Development of the Complex Nexus of Socio-Techno-Economic-Environmental Parametric (STEEP) Metrics for Evaluating Coal-to-Clean Energy Transitions
Muhammad R. Abdussami, Aditi Verma

TL;DR
This paper introduces the STEEP metrics framework for systematically evaluating coal-to-clean energy transitions, aiding decision-making and resource optimization across site selection, planning, and operational phases.
Contribution
It develops a comprehensive STEEP metrics framework with three approaches for evaluating and guiding coal-to-clean energy transitions, integrating multi-criteria decision-making, performance indicators, and operational optimization.
Findings
Effective site ranking based on societal, technical, economic, and environmental criteria.
Performance comparison of Greenfield, C2N, and C2IES systems.
Operational cost minimization through UCED model across scenarios.
Abstract
Transitioning from coal to clean energy, such as nuclear and renewables, is essential for mitigating climate change, improving air quality, and ensuring sustainable energy security. Reducing reliance on coal lowers greenhouse gas emissions and pollution, which enhances public health and economic growth through renewable energy investments. Clean energy also fosters energy independence and long-term sustainability.
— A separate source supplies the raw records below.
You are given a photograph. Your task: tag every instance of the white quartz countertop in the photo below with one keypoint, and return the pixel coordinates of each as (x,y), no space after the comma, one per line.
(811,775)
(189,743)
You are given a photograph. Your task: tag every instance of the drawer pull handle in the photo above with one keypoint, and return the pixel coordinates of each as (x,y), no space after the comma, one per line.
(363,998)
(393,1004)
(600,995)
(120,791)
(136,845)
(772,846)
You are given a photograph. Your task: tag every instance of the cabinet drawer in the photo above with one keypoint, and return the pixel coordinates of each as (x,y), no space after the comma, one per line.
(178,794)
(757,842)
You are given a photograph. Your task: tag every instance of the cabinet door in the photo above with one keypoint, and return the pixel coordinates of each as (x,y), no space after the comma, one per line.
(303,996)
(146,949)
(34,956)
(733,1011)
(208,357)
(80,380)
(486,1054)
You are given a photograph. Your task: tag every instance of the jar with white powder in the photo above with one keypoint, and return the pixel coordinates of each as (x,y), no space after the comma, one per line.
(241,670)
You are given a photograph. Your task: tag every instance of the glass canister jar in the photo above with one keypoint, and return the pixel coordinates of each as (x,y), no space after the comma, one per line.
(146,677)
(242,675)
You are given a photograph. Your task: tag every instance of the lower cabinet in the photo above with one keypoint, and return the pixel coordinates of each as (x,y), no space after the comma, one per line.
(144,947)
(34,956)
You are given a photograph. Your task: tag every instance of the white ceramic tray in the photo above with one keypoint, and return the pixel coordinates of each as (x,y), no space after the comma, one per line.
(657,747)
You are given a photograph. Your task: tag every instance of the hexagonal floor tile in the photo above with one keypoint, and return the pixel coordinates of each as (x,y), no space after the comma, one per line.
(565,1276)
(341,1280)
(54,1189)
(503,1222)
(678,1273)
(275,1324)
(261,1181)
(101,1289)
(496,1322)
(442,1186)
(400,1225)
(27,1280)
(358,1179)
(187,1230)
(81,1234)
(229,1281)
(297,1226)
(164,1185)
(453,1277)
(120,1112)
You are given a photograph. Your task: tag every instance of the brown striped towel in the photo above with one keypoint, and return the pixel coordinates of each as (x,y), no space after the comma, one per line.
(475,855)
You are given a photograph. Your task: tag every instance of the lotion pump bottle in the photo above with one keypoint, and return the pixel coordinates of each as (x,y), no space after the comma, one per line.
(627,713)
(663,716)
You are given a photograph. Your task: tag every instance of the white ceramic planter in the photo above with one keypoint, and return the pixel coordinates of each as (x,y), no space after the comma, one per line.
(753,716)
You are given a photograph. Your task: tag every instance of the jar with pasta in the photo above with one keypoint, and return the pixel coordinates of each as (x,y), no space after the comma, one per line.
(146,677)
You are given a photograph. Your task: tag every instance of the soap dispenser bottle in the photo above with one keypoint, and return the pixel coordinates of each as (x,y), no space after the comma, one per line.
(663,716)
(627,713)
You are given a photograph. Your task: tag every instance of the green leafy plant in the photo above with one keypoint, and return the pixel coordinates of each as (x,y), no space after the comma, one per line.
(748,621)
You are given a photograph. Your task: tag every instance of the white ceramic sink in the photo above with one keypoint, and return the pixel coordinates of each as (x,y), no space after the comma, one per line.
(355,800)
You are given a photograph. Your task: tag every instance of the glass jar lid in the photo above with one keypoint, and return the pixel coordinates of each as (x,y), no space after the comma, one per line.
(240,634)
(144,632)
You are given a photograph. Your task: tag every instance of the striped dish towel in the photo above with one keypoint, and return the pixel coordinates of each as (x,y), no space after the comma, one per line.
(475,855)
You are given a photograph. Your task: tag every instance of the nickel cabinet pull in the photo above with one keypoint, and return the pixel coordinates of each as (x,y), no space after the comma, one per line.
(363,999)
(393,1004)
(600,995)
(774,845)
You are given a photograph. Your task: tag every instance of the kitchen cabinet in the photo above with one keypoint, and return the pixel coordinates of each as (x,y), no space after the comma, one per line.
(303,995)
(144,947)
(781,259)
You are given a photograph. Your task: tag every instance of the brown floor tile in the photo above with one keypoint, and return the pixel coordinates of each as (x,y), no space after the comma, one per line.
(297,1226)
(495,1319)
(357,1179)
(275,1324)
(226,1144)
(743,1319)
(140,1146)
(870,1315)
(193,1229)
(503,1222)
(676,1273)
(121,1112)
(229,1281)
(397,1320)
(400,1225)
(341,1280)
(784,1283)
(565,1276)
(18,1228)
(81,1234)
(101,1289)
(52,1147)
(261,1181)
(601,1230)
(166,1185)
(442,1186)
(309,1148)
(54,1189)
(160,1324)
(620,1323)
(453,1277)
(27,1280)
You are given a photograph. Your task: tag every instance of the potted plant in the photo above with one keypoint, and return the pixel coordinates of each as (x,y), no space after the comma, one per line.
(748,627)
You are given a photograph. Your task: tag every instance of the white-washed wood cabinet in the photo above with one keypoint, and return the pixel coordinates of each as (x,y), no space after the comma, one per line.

This paper presents a Complex Nexus of Socio-Techno-Economic-Environmental Parametric (STEEP) Metrics to systematically evaluate and guide these transitions, facilitating informed decision-making and optimizing resource allocation. The methodology is classified into three approaches: optimal site selection using a multi-criteria decision-making framework that ranks coal plant sites based on societal, technical, economic, and environmental criteria; long-term planning…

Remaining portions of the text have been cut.